Aslında Hollanda ikinci transgenik hayvan olarak tavşanı dolaylı olarak tescil etti. Sözkonusu transgenik tavşan sütünden Pharming (PHAR.AS) firmasınca (www.pharming.com) geliştirilen RUCONEST ilacı “hereditary angioedema” hastalığına (deri, bağırsak, ağız ve boğaz ağrısı, anjioödem) karşı kullanılmak üzere 2010 yılında tescillendi.
Genetiği değiştirilen hayvanlarda bugüne kadar her hangi bir hastalıkla karşılaşılmamıştır.
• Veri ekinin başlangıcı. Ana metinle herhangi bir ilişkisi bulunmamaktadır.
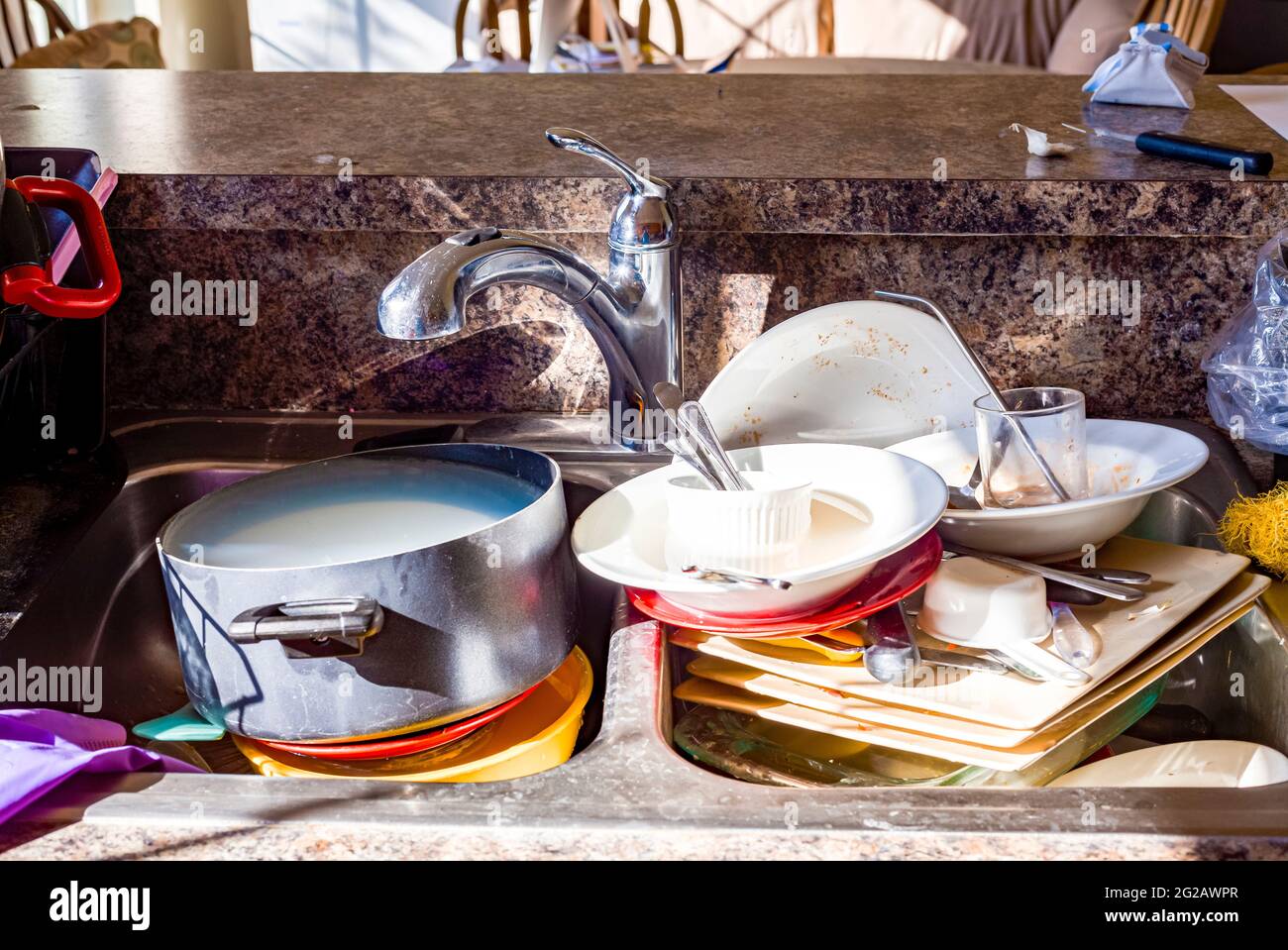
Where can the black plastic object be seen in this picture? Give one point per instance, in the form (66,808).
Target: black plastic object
(1172,723)
(1167,146)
Fakat işin etik tarafı ile ilgili olarak ABD de bir hümanist topluluğu yaptığı açıklamada bu gelişmenin, hayvanların insanlar için birer araç haline getirildiğini dile getirerek, işin etik olmadığını dile getirmiştir. Buna karşın bilim çevreleri genetik olarak değişikliğe uğramış keçi sütüyle, her yıl iki milyon çocuğun hayatına mal olan ölümcül ishal ilacı olarak da kullanılabileceğini beklemektedir.
İlk transgenik hayvan olarak tescil edilen keçi, ilaç başta olmak üzere süt üretimi (Çin: İnek), organ nakli (domuz: Kanada) ve balık üretimi (ABD) konusunda transgenik çalışmalar yapan kuruluşlar için cesaretlendirici olmuştur. Ve sözü edilen uygulamaların kısa zamanda pazara çıkacağı beklenmektedir.